Can Letter U appear in one amino acids sequence?

I used swalign function to align two amino acids sequences. The first sequence includes letter U in the last row, but the second one does not have. When run this function, I get the following error: ??? Error using ==> swalign at 95 Both sequences must be amino acids, use ALPHABET = 'NT' for aligning nucleotides.
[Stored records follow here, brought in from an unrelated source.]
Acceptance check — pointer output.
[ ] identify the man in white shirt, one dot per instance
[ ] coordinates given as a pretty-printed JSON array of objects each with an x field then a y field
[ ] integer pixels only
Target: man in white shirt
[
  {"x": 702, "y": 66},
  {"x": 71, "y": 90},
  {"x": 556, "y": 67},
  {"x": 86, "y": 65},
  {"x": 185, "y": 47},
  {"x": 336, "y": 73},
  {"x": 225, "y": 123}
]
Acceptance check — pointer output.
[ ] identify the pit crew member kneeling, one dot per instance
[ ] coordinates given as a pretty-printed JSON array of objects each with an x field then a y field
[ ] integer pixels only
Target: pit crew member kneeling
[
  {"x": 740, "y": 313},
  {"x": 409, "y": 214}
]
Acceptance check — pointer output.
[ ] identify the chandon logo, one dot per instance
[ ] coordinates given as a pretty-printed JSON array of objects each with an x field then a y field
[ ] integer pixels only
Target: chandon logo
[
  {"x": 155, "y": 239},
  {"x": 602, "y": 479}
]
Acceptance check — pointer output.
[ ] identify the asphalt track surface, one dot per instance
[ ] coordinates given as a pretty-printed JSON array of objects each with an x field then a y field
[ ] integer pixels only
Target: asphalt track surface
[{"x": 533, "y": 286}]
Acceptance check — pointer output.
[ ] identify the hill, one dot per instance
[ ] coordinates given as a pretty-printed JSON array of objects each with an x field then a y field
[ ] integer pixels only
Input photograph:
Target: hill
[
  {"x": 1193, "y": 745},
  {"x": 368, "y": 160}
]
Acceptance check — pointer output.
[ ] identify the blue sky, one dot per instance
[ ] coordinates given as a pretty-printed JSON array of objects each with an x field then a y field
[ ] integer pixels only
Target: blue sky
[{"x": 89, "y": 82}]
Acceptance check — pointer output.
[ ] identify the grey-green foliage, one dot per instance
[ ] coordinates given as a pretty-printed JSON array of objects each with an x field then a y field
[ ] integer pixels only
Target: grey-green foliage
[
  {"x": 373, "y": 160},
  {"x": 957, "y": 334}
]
First sequence:
>sp|Q16881|TRXR1_HUMAN Thioredoxin reductase 1, cytoplasmic OS=Homo sapiens GN=TXNRD1 PE=1 SV=3
MGCAEGKAVAAAAPTELQTKGKNGDGRRRSAKDHHPGKTLPENPAGFTSTATADSRALLQ
AYIDGHSVVIFSRSTCTRCTEVKKLFKSLCVPYFVLELDQTEDGRALEGTLSELAAETDL
PVVFVKQRKIGGHGPTLKAYQEGRLQKLLKMNGPEDLPKSYDYDLIIIGGGSGGLAAAKE
AAQYGKKVMVLDFVTPTPLGTRWGLGGTCVNVGCIPKKLMHQAALLGQALQDSRNYGWKV
EETVKHDWDRMIEAVQNHIGSLNWGYRVALREKKVVYENAYGQFIGPHRIKATNNKGKEK
IYSAERFLIATGERPRYLGIPGDKEYCISSDDLFSLPYCPGKTLVVGASYVALECAGFLA
GIGLDVTVMVRSILLRGFDQDMANKIGEHMEEHGIKFIRQFVPIKVEQIEAGTPGRLRVV
AQSTNSEEIIEGEYNTVMLAIGRDACTRKIGLETVGVKINEKTGKIPVTDEEQTNVPYIY
AIGDILEDKVELTPVAIQAGRLLAQRLYAGSTVKCDYENVPTTVFTPLEYGACGLSEEKA
VEKFGEENIEVYHSYFWPLEWTIPSRDNNKCYAKIICNTKDNERVVGFHVLGPNAGEVTQ
GFAAALKCGLTKKQLDSTIGIHPVCAEVFTTLSVTKRSGASILQAGCUG
Second sequence:
>sp|P31645|SC6A4_HUMAN Sodium-dependent serotonin transporter OS=Homo sapiens GN=SLC6A4 PE=1 SV=1
METTPLNSQKQLSACEDGEDCQENGVLQKVVPTPGDKVESGQISNGYSAVPSPGAGDDTR
HSIPATTTTLVAELHQGERETWGKKVDFLLSVIGYAVDLGNVWRFPYICYQNGGGAFLLP
YTIMAIFGGIPLFYMELALGQYHRNGCISIWRKICPIFKGIGYAICIIAFYIASYYNTIM
AWALYYLISSFTDQLPWTSCKNSWNTGNCTNYFSEDNITWTLHSTSPAEEFYTRHVLQIH
RSKGLQDLGGISWQLALCIMLIFTVIYFSIWKGVKTSGKVVWVTATFPYIILSVLLVRGA
TLPGAWRGVLFYLKPNWQKLLETGVWIDAAAQIFFSLGPGFGVLLAFASYNKFNNNCYQD
ALVTSVVNCMTSFVSGFVIFTVLGYMAEMRNEDVSEVAKDAGPSLLFITYAEAIANMPAS
TFFAIIFFLMLITLGLDSTFAGLEGVITAVLDEFPHVWAKRRERFVLAVVITCFFGSLVT
LTFGGAYVVKLLEEYATGPAVLTVALIEAVAVSWFYGITQFCRDVKEMLGFSPGWFWRIC
WVAISPLFLLFIICSFLMSPPQLRLFQYNYPYWSIILGYCIGTSSFICIPTYIAYRLIIT
PGTFKERIIKSITPETPTEIPCGDIRLNAV
I used other align tool, such as the tool in UniProt website, but these two sequences could be aligned successfully.My Matlab version is R2010a, How to solve this problem?

1 commentaire

Could you please paste the code you use, specially the part that yields the error?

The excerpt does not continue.